What I did
-
git clone [email protected]:peterjc/mediawiki_to_git_md.git
-
Start with an empty repo
git clone [email protected]:NESCent/Tools-for-Evo-Hack.git
-
cd Tools-for-Evo-Hack
-
scp -p siren:/deposit/inputs/dumps/gmodevohackathon.xml.gz ./
-
gunzip gmodevohackathon.xml.gz
-
install docker
-
define a 'pandoc' command, put it on path
\#!/bin/bash exec docker run -v \`pwd\`:\`pwd\` jagregory/pandoc $*
-
kludge the invocation of 'pandoc' in convert.py to compensate for use of docker
[... '/path...to.../Tools-for-Evo-Hack/' + mw_filename],
-
create empty user_blacklist.txt
-
create usernames.txt (I tried putting entries in it, that didn't work, next time should try empty)
-
invoke with
python /path...to.../gmodevohackathon/mediawiki_to_git_md/convert.py \`pwd\`/gmodevohackathon.xml
I could have used 'brew install pandoc' and avoided docker and the
kludge and pwd
nonsense entirely, but I didn't think of that. (The
standard OS X pandoc installer fails, but brew works just fine.)

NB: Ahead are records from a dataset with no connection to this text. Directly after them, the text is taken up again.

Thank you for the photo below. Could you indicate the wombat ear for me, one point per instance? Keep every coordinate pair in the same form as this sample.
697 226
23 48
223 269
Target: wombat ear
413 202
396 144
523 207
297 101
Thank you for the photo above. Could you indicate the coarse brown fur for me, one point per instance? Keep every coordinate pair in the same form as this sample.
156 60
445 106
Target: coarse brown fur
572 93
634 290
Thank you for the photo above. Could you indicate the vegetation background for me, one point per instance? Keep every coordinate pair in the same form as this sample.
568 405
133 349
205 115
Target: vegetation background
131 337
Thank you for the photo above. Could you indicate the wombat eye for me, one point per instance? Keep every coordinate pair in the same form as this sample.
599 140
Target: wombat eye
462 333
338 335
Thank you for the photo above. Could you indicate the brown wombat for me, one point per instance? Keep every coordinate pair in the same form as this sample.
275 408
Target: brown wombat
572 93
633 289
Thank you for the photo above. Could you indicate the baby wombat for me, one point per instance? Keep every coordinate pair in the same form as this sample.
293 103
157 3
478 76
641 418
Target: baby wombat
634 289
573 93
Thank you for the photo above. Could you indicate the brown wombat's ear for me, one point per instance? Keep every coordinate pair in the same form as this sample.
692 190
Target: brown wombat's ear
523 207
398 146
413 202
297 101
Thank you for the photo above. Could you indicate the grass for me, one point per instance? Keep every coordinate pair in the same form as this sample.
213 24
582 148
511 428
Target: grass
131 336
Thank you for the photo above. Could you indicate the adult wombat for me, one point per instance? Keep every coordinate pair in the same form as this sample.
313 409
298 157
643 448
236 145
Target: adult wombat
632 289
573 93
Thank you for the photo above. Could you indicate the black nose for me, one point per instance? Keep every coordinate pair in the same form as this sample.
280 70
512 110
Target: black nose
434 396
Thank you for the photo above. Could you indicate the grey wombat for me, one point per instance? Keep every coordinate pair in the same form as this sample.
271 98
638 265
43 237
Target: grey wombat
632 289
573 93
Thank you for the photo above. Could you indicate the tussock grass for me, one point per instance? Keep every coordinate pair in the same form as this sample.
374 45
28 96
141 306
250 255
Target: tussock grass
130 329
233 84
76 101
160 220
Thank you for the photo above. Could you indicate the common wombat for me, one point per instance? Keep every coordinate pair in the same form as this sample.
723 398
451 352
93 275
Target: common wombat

After converting 363 pages I got
fatal: No existing author found with 'hlapp'
Return code 128 from git commit
so I don't know whether it finished or not.
When viewed in github, the hyperlinks between pages don't work, because they just say wiki/Foo instead of wiki/Foo.md. However, if the content were served by apache, wiki/Foo.md (which is stored in the file) would be a variant of the resource wiki/Foo (virtual resource subject to content negotiation), so maybe it's all OK. If this turns out to be a problem, a simple sed script will fix it.